I am trying to find a displacement function for the following scenario: A particle starting at some $(0,r_0)$ for positive $r_0$ is given an initial velocity $v_0$ upward, but experiences a variable acceleration towards the x-axis. This acceleration is given by $a=\frac{Gm}{r^2}$, where G and m are constants and $r=r(t)$ is the straight-line distance between the particle and x-axis.
I have tried first solving $a=\frac{dv}{dt}=\frac{d^2r}{dt^2}=\frac{Gm}{r^2}$ for r(t) via Wolfram Alpha but this yields something that looks impossible to find an explicit expression for r(t) with. Any help would be appreciated.

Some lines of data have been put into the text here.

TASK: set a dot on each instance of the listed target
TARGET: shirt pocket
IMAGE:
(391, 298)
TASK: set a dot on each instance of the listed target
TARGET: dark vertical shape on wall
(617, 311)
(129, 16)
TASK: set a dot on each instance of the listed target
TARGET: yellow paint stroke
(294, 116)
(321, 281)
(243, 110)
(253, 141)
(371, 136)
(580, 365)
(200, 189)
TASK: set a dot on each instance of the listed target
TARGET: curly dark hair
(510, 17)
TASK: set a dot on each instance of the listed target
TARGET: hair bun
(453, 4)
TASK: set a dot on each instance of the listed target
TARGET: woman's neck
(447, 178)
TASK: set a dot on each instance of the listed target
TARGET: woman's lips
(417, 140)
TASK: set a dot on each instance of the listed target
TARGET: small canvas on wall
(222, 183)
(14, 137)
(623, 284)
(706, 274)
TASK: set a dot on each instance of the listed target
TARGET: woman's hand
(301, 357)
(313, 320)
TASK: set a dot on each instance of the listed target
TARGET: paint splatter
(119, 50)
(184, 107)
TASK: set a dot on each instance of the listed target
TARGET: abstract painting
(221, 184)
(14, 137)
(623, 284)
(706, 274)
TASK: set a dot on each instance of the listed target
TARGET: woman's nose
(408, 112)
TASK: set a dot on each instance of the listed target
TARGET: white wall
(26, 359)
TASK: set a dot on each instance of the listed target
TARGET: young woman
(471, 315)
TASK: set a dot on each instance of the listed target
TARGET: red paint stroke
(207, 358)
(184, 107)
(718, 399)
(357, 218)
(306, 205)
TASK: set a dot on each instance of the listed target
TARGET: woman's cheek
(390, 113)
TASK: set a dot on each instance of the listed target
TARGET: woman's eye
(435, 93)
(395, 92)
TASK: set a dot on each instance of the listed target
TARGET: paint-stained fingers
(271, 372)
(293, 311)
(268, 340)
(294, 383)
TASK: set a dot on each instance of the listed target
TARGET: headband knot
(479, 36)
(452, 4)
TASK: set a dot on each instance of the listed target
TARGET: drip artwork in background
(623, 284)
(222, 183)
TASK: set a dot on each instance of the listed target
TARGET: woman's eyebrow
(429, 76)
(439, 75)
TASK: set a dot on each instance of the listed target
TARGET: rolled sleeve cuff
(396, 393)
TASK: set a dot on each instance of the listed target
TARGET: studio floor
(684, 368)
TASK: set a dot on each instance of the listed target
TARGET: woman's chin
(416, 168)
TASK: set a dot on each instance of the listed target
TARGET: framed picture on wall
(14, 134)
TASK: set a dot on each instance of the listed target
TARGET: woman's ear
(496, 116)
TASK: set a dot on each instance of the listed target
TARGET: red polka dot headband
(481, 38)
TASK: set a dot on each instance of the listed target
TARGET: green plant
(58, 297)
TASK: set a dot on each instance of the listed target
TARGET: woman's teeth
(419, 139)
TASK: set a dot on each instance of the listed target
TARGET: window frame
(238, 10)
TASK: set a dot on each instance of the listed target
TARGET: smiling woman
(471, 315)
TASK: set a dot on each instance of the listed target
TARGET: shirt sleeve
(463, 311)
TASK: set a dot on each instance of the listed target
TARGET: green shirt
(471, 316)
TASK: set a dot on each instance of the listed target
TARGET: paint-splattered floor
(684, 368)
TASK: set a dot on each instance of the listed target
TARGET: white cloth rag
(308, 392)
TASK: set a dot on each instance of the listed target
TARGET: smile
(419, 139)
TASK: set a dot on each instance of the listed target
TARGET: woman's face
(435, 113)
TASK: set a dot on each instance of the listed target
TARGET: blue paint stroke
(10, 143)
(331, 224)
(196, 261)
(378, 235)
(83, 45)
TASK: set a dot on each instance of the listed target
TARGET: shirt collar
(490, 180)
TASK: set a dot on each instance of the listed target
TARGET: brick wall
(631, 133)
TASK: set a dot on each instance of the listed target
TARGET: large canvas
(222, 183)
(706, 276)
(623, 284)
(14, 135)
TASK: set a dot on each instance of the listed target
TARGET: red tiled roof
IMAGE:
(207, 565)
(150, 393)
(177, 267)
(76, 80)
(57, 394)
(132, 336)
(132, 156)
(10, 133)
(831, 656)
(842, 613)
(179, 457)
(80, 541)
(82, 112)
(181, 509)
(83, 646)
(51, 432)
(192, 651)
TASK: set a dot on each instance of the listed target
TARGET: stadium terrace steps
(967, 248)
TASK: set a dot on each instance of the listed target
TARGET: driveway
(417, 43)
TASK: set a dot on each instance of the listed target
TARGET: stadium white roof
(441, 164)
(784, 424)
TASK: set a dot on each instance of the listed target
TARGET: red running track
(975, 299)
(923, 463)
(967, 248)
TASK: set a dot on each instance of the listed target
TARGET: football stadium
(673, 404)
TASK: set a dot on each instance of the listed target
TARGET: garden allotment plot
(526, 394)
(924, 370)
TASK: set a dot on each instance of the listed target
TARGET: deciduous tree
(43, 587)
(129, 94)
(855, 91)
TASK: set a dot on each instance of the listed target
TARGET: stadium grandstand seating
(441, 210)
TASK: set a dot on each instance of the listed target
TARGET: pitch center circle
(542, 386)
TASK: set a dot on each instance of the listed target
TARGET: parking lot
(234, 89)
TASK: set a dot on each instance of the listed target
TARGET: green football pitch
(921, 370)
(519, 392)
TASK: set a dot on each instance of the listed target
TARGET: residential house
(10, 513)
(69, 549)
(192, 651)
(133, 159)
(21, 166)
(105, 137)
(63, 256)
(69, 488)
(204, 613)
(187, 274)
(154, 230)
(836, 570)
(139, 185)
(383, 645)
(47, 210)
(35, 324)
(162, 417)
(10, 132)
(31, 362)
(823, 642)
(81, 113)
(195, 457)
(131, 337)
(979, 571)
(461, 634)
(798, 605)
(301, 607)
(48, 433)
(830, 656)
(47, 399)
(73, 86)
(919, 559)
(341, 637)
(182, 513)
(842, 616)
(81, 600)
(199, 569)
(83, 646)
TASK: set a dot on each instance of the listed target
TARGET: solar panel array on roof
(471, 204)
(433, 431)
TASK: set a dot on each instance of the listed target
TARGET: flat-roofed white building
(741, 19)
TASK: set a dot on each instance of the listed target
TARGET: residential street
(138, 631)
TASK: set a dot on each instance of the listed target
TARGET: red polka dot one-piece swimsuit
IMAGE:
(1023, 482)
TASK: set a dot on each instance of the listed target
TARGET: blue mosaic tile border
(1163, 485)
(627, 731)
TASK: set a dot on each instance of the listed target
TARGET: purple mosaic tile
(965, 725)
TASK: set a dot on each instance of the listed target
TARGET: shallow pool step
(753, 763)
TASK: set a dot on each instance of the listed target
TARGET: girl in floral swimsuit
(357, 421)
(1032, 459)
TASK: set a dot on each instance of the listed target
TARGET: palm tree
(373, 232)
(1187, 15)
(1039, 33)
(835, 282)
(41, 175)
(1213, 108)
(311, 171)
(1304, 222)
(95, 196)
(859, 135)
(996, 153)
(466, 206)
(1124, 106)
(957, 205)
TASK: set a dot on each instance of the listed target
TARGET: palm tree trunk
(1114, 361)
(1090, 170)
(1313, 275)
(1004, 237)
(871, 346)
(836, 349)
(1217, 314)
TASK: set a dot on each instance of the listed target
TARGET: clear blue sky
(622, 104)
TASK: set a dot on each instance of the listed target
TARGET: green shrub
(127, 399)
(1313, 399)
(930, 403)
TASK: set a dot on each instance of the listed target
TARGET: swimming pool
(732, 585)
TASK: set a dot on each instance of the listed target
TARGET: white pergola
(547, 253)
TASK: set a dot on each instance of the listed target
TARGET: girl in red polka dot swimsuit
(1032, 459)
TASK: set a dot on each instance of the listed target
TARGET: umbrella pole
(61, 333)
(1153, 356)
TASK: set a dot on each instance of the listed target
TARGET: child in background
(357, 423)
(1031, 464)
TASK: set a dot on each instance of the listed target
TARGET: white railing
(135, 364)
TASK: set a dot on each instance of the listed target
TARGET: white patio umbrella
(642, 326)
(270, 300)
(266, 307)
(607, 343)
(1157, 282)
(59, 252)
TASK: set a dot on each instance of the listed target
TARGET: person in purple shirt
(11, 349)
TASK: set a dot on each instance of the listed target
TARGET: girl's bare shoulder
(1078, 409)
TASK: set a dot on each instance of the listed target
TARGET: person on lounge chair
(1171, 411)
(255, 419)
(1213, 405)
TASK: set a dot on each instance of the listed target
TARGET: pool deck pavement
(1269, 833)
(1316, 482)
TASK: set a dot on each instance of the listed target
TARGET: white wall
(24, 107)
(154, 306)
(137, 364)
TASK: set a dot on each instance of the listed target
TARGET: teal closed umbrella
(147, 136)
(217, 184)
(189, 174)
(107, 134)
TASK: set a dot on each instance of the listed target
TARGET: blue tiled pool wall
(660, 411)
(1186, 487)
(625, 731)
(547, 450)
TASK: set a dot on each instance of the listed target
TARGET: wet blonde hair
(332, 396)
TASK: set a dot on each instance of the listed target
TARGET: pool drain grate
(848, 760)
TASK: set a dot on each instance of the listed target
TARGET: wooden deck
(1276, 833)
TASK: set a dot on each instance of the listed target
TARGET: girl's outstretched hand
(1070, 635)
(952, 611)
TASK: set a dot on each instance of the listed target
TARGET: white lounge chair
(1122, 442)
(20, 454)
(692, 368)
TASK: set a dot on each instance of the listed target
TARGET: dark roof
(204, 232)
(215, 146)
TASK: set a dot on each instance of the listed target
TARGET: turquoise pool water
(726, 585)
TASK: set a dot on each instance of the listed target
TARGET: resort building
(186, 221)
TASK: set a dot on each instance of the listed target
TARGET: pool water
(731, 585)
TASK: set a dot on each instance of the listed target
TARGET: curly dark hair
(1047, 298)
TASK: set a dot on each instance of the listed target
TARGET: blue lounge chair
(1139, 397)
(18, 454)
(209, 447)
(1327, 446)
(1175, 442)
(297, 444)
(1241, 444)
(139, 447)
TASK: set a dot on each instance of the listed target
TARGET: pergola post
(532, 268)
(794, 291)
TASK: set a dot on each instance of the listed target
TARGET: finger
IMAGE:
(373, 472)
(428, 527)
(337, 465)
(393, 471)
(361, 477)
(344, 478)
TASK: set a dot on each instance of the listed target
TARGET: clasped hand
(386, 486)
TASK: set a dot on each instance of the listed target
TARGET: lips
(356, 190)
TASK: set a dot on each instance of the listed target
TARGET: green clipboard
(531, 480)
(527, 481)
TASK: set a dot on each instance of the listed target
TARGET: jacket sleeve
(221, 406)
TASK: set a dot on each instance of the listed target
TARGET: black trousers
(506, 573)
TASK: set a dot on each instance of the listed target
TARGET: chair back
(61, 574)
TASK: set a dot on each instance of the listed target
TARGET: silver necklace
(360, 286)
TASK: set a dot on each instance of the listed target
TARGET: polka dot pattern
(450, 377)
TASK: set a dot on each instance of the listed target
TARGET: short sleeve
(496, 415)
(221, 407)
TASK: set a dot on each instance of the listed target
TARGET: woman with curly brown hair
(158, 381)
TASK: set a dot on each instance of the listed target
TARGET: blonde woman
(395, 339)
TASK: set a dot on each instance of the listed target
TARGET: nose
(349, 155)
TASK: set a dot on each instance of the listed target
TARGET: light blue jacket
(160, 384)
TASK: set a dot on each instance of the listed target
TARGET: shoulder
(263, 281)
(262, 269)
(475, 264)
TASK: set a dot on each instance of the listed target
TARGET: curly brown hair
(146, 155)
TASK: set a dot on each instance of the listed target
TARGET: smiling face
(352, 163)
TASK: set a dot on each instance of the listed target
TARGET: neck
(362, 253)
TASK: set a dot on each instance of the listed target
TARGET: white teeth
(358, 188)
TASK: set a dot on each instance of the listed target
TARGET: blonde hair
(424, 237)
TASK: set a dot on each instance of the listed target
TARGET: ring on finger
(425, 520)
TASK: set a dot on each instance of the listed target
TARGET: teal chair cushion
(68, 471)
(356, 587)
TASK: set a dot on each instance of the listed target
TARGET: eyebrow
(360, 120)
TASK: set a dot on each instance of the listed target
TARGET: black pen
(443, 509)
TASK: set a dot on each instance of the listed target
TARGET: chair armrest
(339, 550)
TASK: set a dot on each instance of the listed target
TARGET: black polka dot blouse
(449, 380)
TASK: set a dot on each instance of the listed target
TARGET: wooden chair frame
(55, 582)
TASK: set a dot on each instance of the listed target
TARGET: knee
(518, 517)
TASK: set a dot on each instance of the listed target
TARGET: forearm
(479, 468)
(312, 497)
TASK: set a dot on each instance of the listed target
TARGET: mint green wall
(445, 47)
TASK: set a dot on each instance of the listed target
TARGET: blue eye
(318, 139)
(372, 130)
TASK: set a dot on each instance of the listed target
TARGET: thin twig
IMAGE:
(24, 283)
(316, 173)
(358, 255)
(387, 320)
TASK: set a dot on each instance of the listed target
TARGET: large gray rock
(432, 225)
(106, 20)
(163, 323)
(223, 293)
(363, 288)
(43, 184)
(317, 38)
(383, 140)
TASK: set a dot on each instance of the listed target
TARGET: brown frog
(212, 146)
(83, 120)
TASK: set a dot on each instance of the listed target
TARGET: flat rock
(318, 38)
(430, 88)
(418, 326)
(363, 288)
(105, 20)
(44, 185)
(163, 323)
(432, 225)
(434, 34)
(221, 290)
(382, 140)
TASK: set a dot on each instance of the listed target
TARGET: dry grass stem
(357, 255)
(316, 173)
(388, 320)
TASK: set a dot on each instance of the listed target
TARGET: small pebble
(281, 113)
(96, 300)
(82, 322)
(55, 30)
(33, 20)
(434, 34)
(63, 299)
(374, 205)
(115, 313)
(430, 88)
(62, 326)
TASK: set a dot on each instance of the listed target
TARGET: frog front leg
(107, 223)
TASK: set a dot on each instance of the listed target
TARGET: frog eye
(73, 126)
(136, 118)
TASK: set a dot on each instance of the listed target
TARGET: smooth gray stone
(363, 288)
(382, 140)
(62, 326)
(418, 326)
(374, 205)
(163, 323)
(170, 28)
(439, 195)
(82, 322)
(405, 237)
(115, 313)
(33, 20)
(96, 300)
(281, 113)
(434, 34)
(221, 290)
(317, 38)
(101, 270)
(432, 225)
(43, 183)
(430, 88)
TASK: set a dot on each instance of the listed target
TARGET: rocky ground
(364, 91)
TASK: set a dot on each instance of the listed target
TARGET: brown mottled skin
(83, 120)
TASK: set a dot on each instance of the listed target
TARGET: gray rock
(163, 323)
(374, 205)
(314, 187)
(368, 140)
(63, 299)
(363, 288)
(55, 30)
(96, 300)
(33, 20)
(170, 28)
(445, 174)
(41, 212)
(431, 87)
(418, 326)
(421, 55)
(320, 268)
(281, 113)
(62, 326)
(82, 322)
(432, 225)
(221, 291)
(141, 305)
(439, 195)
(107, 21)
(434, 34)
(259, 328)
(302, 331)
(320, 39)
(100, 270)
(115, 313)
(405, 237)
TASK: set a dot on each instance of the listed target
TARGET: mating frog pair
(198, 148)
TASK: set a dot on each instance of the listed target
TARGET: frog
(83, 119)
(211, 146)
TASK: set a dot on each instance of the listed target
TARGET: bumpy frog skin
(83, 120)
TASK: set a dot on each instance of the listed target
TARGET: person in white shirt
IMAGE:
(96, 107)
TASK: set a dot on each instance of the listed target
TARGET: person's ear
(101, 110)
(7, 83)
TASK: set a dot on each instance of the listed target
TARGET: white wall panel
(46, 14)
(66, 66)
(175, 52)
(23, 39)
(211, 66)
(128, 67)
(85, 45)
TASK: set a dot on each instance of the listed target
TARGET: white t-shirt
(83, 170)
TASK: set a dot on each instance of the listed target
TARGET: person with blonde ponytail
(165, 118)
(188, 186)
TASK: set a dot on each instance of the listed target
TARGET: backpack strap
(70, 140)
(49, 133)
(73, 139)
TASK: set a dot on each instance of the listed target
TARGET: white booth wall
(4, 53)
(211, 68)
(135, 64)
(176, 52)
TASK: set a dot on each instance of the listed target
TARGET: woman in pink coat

Following the movement law
$$ \ddot y = -\frac{Gm}{y^2}\Rightarrow \ddot y \dot y= -\frac{Gm\dot y}{y^2}\Rightarrow \frac 12\dot y^2 = \frac{Gm}{y}+C_1 $$
we get at
$$ \dot y = \pm\sqrt{2\frac{Gm}{y}+C_2} $$
this ODE is separable
$$ \pm\frac{dy}{\sqrt{2\frac{Gm}{y}+C_2}}=dt $$
giving
$$ \pm\left(\frac{2 G m \tanh ^{-1}\left(\frac{\sqrt{C_2+\frac{2 G m}{y}}}{\sqrt{C_2}}\right)}{C_2^{3/2}}-\frac{y \sqrt{C_2+\frac{2 G m}{y}}}{C_2}\right) = t + C_3 $$
The problem is to find the inverse function to determine $y=f(t,C_2,C_3)$
NOTE
Here $C_2$ can be determined as follows
$$ v_0 = \pm\sqrt{2\frac{Gm}{r_0}+C_2}\Rightarrow C_2 = v_0^2-2\frac{Gm}{r_0} $$